This will have to be a quick and dirty review of the airport in Detroit, as I was only there the once, and briefly (after my niece's wedding in Detroit we drove up to my sister's place in Ontario, then my Aunt Kitty who lived then in St David's near Niagara Falls drove me down to Buffalo Airport in New York, from where I flew back to JFK).
Which reminds me, it's really crap how in the UK, virtually every transport system (buses, underground systems, trains, planes) forces you to buy return tickets by making singles (one way tickets) nearly as expensive as a return, thereby doubling your cost if you want to go back via a different route. It cost me no more to return to Scotland from Detroit via different airports than if I'd gone via the exact same airports because singles are half the cost of returns.
Anyway, yes, Detroit. Grubby little airport from what I saw, but the staff were really nice and helpful. Sums up Detroit itself in a way- it's no surprise that Michael Moore and Eminem are from that region. A sad place because the evidence is all there of a once great city and region, but it's very depressed and full of desperately poor people. You certainly don't get that "Have a nice day!" attitude in the shops which makes you realise that the US is not the same all the way through like a piece of Brighton Rock.

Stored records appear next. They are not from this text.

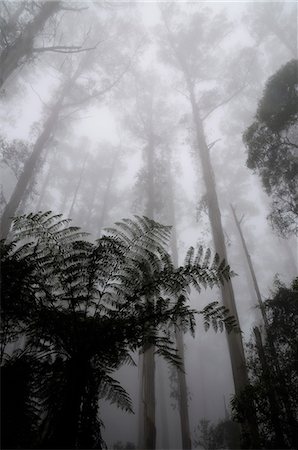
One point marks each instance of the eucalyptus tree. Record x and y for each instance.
(274, 23)
(148, 127)
(272, 142)
(82, 306)
(84, 80)
(152, 123)
(190, 44)
(31, 28)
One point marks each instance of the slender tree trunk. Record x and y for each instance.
(46, 182)
(12, 56)
(34, 158)
(271, 392)
(163, 410)
(147, 400)
(107, 193)
(182, 386)
(235, 344)
(234, 340)
(75, 195)
(251, 269)
(29, 168)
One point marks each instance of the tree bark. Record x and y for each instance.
(182, 386)
(107, 193)
(148, 372)
(251, 269)
(12, 56)
(74, 199)
(235, 343)
(29, 168)
(271, 391)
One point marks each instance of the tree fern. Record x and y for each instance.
(84, 308)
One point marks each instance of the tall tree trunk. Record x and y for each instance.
(148, 371)
(32, 162)
(182, 386)
(235, 343)
(234, 340)
(75, 195)
(271, 391)
(46, 182)
(107, 193)
(11, 56)
(251, 269)
(29, 168)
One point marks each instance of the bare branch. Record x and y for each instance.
(97, 94)
(224, 101)
(63, 49)
(69, 8)
(213, 143)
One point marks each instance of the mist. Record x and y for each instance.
(163, 313)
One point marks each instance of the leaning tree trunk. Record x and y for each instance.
(234, 340)
(235, 344)
(251, 269)
(33, 160)
(272, 392)
(12, 56)
(78, 185)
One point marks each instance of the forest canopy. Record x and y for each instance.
(180, 117)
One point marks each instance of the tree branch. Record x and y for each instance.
(63, 49)
(224, 101)
(69, 8)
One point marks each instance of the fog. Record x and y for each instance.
(113, 110)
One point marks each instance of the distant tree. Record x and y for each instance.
(273, 363)
(83, 308)
(272, 143)
(225, 434)
(22, 37)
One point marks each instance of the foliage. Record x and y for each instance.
(225, 434)
(273, 372)
(84, 306)
(272, 146)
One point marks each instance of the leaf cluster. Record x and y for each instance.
(83, 307)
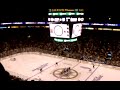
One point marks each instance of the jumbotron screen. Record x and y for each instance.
(56, 15)
(59, 30)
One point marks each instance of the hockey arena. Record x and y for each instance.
(44, 67)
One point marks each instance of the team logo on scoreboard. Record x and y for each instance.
(58, 30)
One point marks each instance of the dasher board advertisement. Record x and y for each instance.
(77, 30)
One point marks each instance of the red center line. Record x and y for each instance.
(43, 70)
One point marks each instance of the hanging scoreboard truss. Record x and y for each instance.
(56, 15)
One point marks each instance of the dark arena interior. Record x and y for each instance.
(96, 43)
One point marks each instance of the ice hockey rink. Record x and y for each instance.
(27, 66)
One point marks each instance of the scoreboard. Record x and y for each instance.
(74, 15)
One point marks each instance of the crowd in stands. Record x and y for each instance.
(91, 46)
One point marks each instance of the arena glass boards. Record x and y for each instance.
(77, 30)
(59, 30)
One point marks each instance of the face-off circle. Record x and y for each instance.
(58, 30)
(65, 75)
(77, 30)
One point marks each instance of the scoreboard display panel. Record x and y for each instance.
(59, 30)
(55, 15)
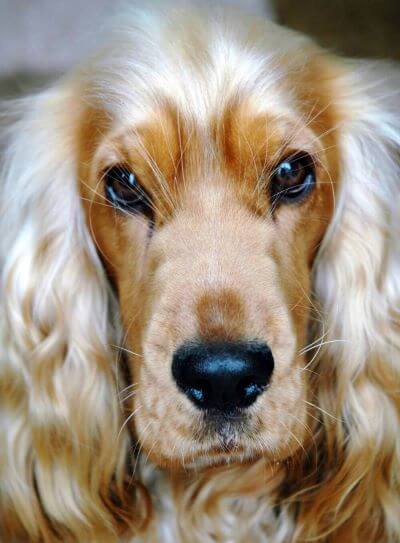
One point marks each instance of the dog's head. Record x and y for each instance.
(195, 199)
(208, 209)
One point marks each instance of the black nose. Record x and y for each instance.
(223, 376)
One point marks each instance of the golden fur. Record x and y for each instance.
(97, 443)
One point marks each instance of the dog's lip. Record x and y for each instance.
(215, 457)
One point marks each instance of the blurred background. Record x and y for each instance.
(42, 38)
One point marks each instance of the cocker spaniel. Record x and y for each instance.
(200, 243)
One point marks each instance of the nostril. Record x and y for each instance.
(198, 392)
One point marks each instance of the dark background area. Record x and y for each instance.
(41, 38)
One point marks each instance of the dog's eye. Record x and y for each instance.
(293, 179)
(124, 191)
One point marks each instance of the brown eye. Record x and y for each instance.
(124, 192)
(293, 179)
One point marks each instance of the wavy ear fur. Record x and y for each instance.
(358, 283)
(62, 454)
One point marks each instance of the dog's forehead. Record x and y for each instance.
(199, 62)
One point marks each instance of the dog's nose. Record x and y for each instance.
(223, 376)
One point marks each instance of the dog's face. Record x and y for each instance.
(208, 223)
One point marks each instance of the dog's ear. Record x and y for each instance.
(62, 453)
(357, 280)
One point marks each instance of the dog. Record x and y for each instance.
(200, 291)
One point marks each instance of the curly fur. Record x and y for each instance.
(66, 468)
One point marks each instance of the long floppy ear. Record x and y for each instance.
(358, 284)
(62, 455)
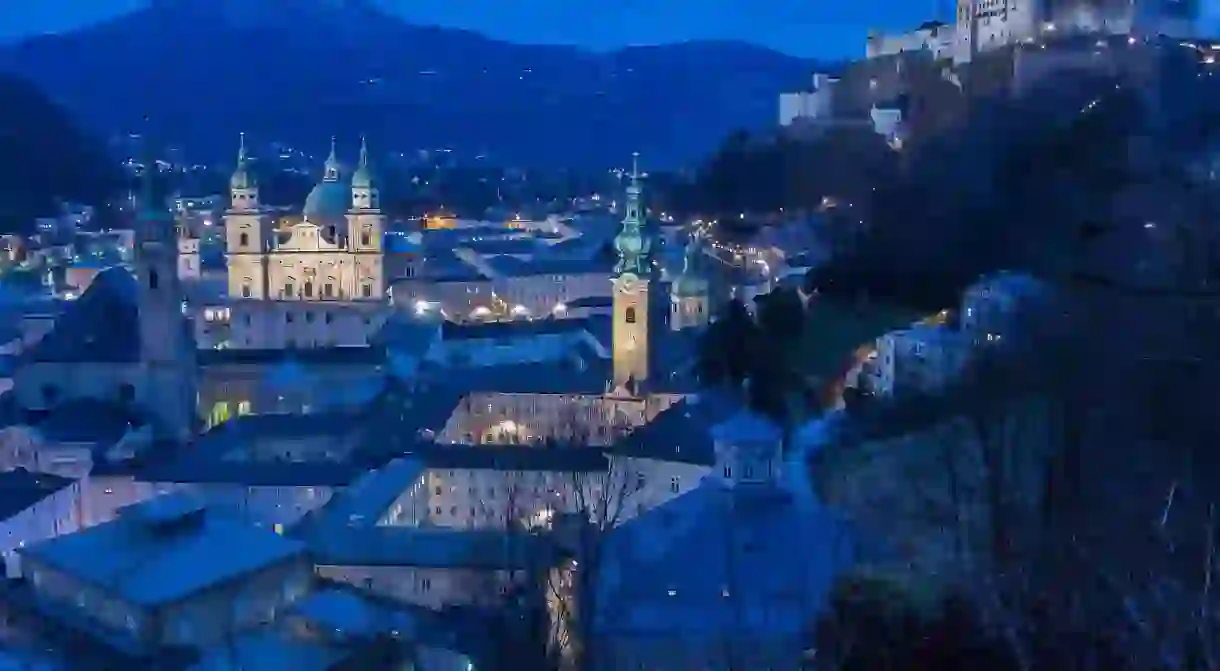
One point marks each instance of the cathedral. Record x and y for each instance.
(317, 282)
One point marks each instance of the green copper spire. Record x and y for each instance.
(630, 242)
(364, 175)
(240, 178)
(691, 282)
(154, 221)
(331, 170)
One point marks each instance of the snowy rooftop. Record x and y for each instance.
(20, 489)
(719, 563)
(747, 427)
(164, 550)
(271, 649)
(344, 614)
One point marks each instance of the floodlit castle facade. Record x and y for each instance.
(314, 283)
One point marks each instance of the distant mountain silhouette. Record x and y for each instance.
(44, 157)
(204, 70)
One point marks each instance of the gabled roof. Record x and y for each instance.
(21, 489)
(96, 422)
(101, 326)
(680, 433)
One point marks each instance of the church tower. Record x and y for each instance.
(247, 233)
(689, 297)
(167, 348)
(366, 225)
(631, 286)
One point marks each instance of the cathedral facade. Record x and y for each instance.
(317, 282)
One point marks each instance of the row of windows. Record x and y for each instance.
(126, 393)
(366, 239)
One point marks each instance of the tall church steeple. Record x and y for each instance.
(630, 242)
(631, 287)
(689, 295)
(167, 349)
(243, 187)
(364, 183)
(331, 168)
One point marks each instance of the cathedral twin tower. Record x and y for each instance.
(333, 253)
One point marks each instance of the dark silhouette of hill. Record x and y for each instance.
(300, 72)
(44, 157)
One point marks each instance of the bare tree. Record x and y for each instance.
(594, 502)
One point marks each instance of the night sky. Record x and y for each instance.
(815, 28)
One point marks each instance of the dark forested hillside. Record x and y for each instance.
(300, 72)
(44, 157)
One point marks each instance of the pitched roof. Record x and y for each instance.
(21, 488)
(101, 326)
(87, 421)
(680, 433)
(162, 550)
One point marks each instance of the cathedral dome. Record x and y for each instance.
(327, 200)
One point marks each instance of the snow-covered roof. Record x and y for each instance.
(747, 427)
(713, 563)
(164, 550)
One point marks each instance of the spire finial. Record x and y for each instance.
(149, 166)
(331, 171)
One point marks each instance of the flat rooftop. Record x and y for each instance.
(164, 550)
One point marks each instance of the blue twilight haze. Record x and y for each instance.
(810, 28)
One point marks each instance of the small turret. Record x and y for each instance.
(364, 176)
(242, 177)
(331, 168)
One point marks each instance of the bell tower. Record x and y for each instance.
(167, 349)
(689, 295)
(631, 287)
(247, 233)
(366, 229)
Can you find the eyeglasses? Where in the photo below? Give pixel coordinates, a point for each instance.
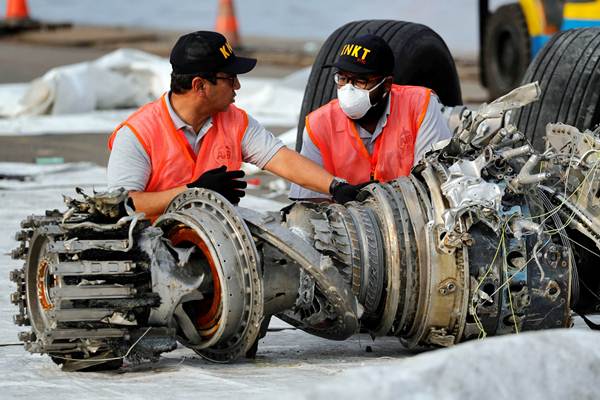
(230, 78)
(357, 82)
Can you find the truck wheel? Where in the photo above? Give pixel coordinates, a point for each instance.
(506, 50)
(568, 71)
(422, 59)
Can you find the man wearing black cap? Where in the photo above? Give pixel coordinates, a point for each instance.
(193, 136)
(374, 129)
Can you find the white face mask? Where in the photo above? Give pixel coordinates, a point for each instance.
(355, 102)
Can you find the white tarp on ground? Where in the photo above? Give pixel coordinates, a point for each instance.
(93, 97)
(290, 363)
(557, 364)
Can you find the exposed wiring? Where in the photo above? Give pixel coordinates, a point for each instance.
(95, 360)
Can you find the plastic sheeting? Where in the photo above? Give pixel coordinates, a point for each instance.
(555, 364)
(93, 97)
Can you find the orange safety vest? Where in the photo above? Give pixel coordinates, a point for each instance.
(173, 160)
(344, 153)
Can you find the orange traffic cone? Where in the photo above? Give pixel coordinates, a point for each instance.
(17, 10)
(227, 23)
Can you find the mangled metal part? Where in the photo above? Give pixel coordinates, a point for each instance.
(469, 245)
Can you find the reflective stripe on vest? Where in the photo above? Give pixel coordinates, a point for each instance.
(344, 153)
(172, 158)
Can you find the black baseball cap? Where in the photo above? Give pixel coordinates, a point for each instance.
(366, 54)
(207, 52)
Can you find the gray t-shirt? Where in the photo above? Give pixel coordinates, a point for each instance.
(129, 165)
(433, 129)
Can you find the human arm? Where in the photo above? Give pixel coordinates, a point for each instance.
(300, 170)
(261, 148)
(433, 129)
(129, 167)
(312, 152)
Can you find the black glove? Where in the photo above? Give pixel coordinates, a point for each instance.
(223, 182)
(343, 192)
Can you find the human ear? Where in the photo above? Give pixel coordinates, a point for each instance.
(198, 84)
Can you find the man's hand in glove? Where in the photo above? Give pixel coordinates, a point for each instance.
(343, 192)
(223, 182)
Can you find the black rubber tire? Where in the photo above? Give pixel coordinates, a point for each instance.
(422, 59)
(506, 50)
(568, 71)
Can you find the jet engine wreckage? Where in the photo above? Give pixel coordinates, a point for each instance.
(487, 236)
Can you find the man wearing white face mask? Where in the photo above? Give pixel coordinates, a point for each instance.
(374, 130)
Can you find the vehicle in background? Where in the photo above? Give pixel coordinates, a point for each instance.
(512, 35)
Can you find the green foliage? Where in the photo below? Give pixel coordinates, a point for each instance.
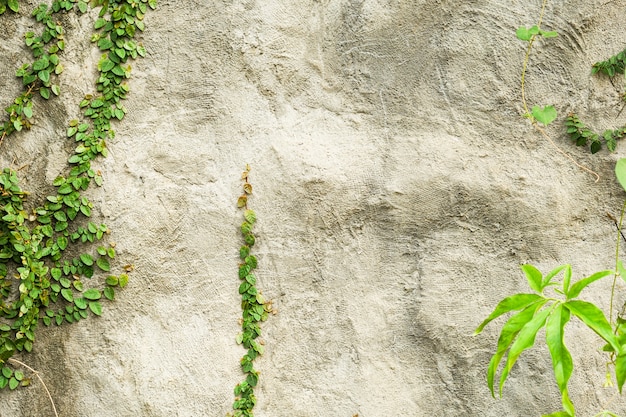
(534, 311)
(581, 135)
(43, 267)
(544, 115)
(576, 129)
(528, 34)
(12, 5)
(254, 309)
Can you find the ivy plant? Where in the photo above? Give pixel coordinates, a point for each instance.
(49, 253)
(255, 308)
(578, 132)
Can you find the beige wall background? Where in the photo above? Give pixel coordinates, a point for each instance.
(397, 189)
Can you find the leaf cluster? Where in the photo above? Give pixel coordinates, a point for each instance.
(13, 5)
(39, 248)
(534, 311)
(528, 34)
(581, 135)
(613, 65)
(254, 309)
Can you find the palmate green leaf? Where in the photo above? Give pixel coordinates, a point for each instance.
(512, 303)
(575, 290)
(555, 272)
(562, 363)
(544, 115)
(509, 332)
(594, 318)
(534, 277)
(524, 340)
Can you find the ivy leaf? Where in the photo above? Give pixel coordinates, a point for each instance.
(545, 115)
(96, 308)
(526, 34)
(620, 172)
(250, 216)
(92, 294)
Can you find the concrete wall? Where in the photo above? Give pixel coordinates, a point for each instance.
(397, 189)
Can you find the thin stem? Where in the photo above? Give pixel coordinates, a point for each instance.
(619, 235)
(40, 380)
(525, 104)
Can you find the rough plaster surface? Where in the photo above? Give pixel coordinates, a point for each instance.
(397, 187)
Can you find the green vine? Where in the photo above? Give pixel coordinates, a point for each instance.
(13, 5)
(41, 267)
(553, 302)
(578, 132)
(254, 308)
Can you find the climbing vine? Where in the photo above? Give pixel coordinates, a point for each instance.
(553, 302)
(43, 261)
(254, 308)
(578, 132)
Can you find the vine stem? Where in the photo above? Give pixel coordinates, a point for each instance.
(619, 235)
(40, 380)
(525, 104)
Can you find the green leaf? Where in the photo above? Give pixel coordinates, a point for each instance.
(107, 65)
(549, 34)
(96, 308)
(545, 115)
(13, 383)
(509, 332)
(86, 259)
(562, 363)
(553, 273)
(594, 318)
(524, 340)
(620, 172)
(44, 76)
(123, 280)
(526, 34)
(109, 293)
(92, 294)
(621, 270)
(67, 294)
(558, 414)
(620, 371)
(81, 303)
(534, 277)
(580, 285)
(250, 216)
(512, 303)
(103, 263)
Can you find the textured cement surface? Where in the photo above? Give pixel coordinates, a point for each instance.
(397, 188)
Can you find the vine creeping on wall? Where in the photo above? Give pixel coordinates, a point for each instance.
(42, 269)
(254, 308)
(578, 132)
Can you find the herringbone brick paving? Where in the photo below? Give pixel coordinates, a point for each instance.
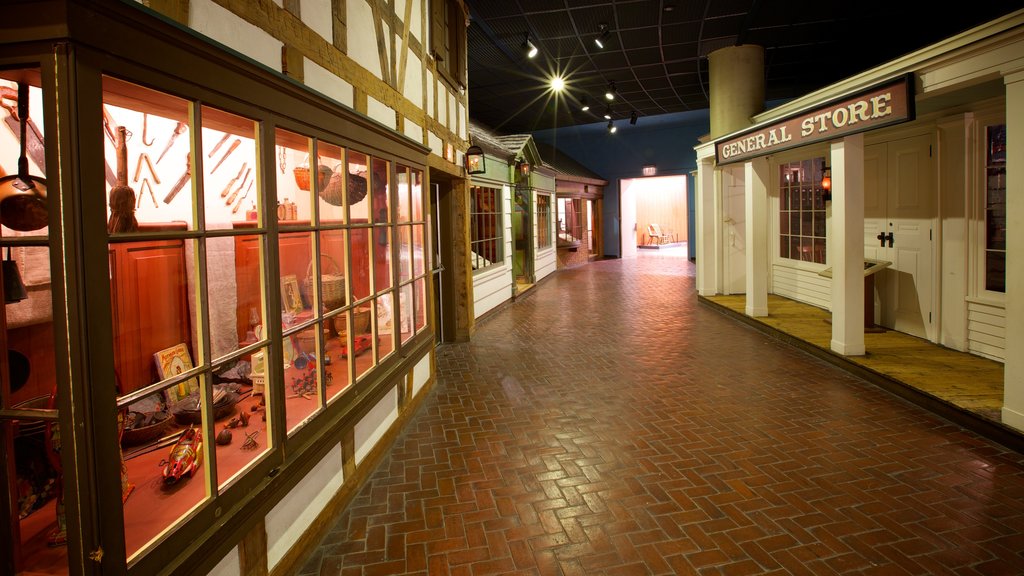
(609, 424)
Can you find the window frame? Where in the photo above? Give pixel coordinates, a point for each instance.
(494, 217)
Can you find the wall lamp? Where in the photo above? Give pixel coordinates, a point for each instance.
(599, 39)
(475, 163)
(528, 46)
(826, 183)
(610, 93)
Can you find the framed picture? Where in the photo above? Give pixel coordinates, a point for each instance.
(171, 362)
(291, 298)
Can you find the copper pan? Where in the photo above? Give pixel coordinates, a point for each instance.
(23, 197)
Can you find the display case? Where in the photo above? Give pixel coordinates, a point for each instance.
(995, 208)
(209, 272)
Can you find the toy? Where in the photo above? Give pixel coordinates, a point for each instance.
(185, 457)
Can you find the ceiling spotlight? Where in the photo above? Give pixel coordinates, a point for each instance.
(600, 38)
(528, 46)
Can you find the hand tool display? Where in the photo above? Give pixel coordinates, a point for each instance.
(178, 130)
(238, 190)
(181, 181)
(122, 196)
(217, 146)
(244, 196)
(230, 149)
(23, 196)
(230, 182)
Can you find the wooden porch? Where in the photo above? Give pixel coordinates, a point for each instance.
(960, 386)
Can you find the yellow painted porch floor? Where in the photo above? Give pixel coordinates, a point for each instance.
(966, 382)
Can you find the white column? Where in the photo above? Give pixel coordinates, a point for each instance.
(706, 221)
(756, 205)
(848, 242)
(1013, 372)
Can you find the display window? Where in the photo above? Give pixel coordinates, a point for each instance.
(147, 161)
(802, 211)
(331, 183)
(193, 334)
(543, 220)
(29, 433)
(228, 155)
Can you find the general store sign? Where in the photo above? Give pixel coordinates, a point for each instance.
(888, 104)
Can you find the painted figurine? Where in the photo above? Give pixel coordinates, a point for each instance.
(185, 457)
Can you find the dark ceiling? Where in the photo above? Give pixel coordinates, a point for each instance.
(655, 50)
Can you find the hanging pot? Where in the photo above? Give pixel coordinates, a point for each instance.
(23, 197)
(13, 288)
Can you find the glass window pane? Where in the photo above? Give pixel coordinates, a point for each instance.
(416, 177)
(295, 175)
(360, 262)
(337, 365)
(419, 250)
(228, 165)
(361, 341)
(381, 196)
(420, 287)
(148, 164)
(302, 389)
(402, 191)
(331, 189)
(334, 289)
(241, 434)
(406, 312)
(404, 253)
(382, 258)
(357, 187)
(385, 327)
(296, 296)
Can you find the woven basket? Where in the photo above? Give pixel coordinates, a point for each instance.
(302, 176)
(332, 284)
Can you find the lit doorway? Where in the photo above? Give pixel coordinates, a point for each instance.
(657, 205)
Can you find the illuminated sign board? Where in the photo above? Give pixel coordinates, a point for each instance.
(886, 105)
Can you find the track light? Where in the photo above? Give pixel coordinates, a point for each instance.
(528, 46)
(600, 38)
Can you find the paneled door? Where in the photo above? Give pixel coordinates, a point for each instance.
(899, 209)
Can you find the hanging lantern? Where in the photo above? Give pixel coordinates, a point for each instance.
(475, 163)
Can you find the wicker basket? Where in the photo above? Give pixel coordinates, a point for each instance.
(302, 176)
(332, 285)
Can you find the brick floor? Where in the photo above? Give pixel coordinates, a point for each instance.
(608, 424)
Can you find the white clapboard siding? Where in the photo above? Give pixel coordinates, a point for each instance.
(545, 263)
(802, 285)
(986, 330)
(491, 289)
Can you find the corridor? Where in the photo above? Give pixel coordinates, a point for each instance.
(607, 423)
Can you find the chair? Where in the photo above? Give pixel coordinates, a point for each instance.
(654, 234)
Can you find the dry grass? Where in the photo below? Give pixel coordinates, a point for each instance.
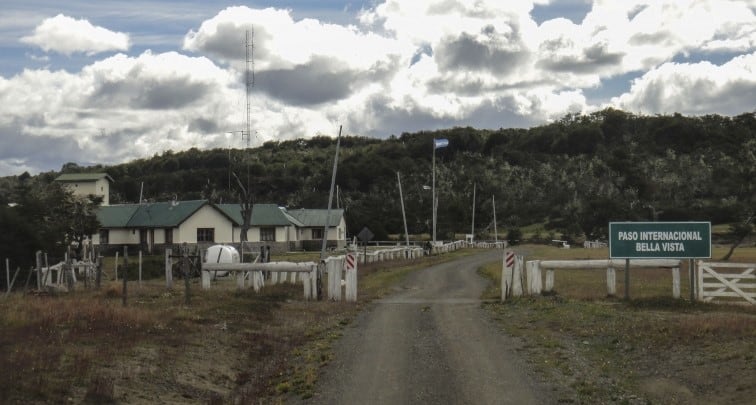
(227, 346)
(651, 349)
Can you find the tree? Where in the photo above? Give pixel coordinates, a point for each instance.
(245, 205)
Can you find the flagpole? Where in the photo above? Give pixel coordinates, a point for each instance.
(473, 225)
(433, 198)
(496, 232)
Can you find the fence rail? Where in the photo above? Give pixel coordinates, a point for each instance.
(726, 280)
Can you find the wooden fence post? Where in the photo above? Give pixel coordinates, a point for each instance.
(10, 287)
(549, 280)
(676, 282)
(168, 269)
(611, 281)
(351, 277)
(39, 269)
(517, 277)
(124, 294)
(98, 276)
(140, 267)
(507, 272)
(185, 271)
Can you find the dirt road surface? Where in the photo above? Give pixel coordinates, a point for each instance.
(430, 342)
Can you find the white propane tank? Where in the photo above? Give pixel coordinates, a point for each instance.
(221, 254)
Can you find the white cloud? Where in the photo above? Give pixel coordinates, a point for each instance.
(67, 36)
(402, 66)
(698, 88)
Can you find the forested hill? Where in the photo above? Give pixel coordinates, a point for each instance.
(575, 175)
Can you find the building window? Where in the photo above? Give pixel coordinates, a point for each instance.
(205, 235)
(268, 234)
(104, 236)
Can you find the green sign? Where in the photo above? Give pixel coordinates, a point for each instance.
(659, 240)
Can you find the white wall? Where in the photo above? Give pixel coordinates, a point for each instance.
(205, 217)
(84, 188)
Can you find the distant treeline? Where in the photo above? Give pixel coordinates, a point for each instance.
(574, 175)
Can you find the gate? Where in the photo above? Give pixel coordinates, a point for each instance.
(728, 281)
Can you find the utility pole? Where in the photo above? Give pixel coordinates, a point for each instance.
(249, 79)
(404, 216)
(330, 195)
(496, 232)
(473, 226)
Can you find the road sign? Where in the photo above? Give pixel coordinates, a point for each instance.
(659, 240)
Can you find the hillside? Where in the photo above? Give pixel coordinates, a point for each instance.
(574, 175)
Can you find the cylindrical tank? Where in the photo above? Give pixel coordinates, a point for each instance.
(221, 254)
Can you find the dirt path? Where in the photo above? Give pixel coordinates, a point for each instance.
(429, 342)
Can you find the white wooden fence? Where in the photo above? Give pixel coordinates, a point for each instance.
(530, 281)
(332, 267)
(728, 281)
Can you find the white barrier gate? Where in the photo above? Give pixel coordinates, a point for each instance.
(739, 281)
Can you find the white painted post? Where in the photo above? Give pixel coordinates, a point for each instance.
(676, 282)
(168, 269)
(334, 267)
(517, 277)
(351, 277)
(257, 280)
(549, 280)
(507, 270)
(533, 272)
(537, 275)
(314, 282)
(611, 281)
(240, 276)
(205, 280)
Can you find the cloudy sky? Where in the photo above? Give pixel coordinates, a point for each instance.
(109, 81)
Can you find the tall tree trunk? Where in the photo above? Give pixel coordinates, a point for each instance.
(744, 230)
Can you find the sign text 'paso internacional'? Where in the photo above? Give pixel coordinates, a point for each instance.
(659, 240)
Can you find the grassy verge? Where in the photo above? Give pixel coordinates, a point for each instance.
(226, 346)
(651, 349)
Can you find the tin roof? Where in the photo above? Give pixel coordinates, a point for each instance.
(73, 177)
(317, 217)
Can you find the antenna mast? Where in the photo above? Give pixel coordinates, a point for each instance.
(249, 79)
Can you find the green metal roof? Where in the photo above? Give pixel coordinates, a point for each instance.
(72, 177)
(164, 214)
(116, 216)
(171, 214)
(269, 215)
(233, 211)
(312, 218)
(153, 215)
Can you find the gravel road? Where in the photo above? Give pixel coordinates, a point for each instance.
(430, 342)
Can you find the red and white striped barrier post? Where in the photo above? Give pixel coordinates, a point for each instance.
(350, 264)
(507, 272)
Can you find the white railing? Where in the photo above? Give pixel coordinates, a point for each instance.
(530, 281)
(726, 280)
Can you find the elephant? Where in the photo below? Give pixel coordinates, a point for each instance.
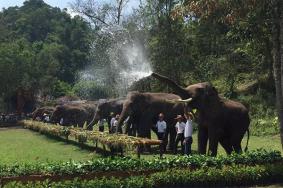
(40, 111)
(143, 110)
(105, 108)
(77, 113)
(219, 120)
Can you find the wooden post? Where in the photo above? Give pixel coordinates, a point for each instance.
(139, 151)
(161, 149)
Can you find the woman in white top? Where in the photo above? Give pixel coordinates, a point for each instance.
(188, 134)
(180, 127)
(161, 130)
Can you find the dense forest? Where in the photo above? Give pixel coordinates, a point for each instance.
(46, 52)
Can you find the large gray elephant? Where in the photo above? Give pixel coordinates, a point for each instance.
(39, 112)
(143, 110)
(76, 113)
(104, 108)
(220, 120)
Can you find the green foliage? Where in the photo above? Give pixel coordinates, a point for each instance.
(60, 89)
(41, 54)
(253, 158)
(239, 175)
(264, 120)
(90, 90)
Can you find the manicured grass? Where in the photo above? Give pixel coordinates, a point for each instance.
(22, 145)
(266, 142)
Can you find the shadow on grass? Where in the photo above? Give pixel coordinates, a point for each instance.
(81, 146)
(154, 150)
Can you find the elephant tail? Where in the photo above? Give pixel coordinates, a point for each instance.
(246, 148)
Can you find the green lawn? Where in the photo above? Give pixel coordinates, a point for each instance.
(21, 145)
(255, 142)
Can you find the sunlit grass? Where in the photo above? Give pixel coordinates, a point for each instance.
(21, 145)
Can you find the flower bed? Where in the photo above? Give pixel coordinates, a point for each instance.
(258, 157)
(82, 136)
(235, 175)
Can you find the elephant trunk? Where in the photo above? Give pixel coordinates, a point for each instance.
(178, 89)
(93, 121)
(122, 118)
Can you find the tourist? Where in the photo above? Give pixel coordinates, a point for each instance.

What you do get is similar to that Glasgow attitude- people will be friendly and helpful if you need it, and if you approach them in a friendly way. I had a lovely taxi driver when I spent about $US100 on a pair of tights for my wedding outfit- there were no shops in the city centre and I had to be driven out to a nearby town. The service in my hotel was crap but the staff themselves were nice as anything. It's overwhelmingly African American there too which might lend a different style to the culture that I'm just not used to. I finally got to try grits; it was standard as part of the hotel's cooked breakfast. I liked grits.
There were signs on the motorway (the one that takes you under all the bridges, such as the Eight Mile Bridge) warning you that there is a fine of however many $US if you injure or kill a workman on the motorway. I was deeply shocked by this as it seemed to be implying that the workers' lives were worth very little, and basically only a monetary value at that. Surely people would avoid hitting a workman on the motorway for the simple reason that it's wrong to kill another human being? And surely if you did you would be charged with something accordingly by the police?